Author(s): Alyssa Milburn, Herber Bos, Cristiano Giuffrida

Download: Paper (PDF)

Date: 27 Feb 2017

Document Type: Reports

Additional Documents: Slides Video

Associated Event: NDSS Symposium 2017

Abstract:

Usage of uninitialized values remains a common error in C/C++ code. This results not only in undefined and generally undesired behavior, but is also a cause of information disclosure and other security vulnerabilities. Existing solutions for mitigating such errors are not used in practice as they are either limited in scope (for example, only protecting the heap), or incur high runtime overhead.
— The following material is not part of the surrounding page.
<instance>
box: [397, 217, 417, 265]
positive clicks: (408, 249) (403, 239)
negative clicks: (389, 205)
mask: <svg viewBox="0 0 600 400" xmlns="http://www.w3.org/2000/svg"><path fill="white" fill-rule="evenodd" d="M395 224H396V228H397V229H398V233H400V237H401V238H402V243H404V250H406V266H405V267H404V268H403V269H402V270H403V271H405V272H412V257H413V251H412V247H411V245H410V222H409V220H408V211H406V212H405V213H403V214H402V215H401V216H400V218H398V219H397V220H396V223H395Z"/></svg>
In this paper, we propose SafeInit, a practical protection system which hardens applications against such undefined behavior by guaranteeing initialization of all values on the heap and stack, every time they are allocated or come into scope. Doing so provides comprehensive protection against this class of vulnerabilities in generic programs, including both information disclosure and re-use/logic vulnerabilities.

We show that, with carefully designed compiler optimizations, our implementation achieves sufficiently low overhead (5% for typical server applications and SPEC CPU2006) to serve as a standard hardening protection in practical settings. Moreover, we show that we can effortlessly apply it to harden non-standard code, such as the Linux kernel, with low runtime overhead.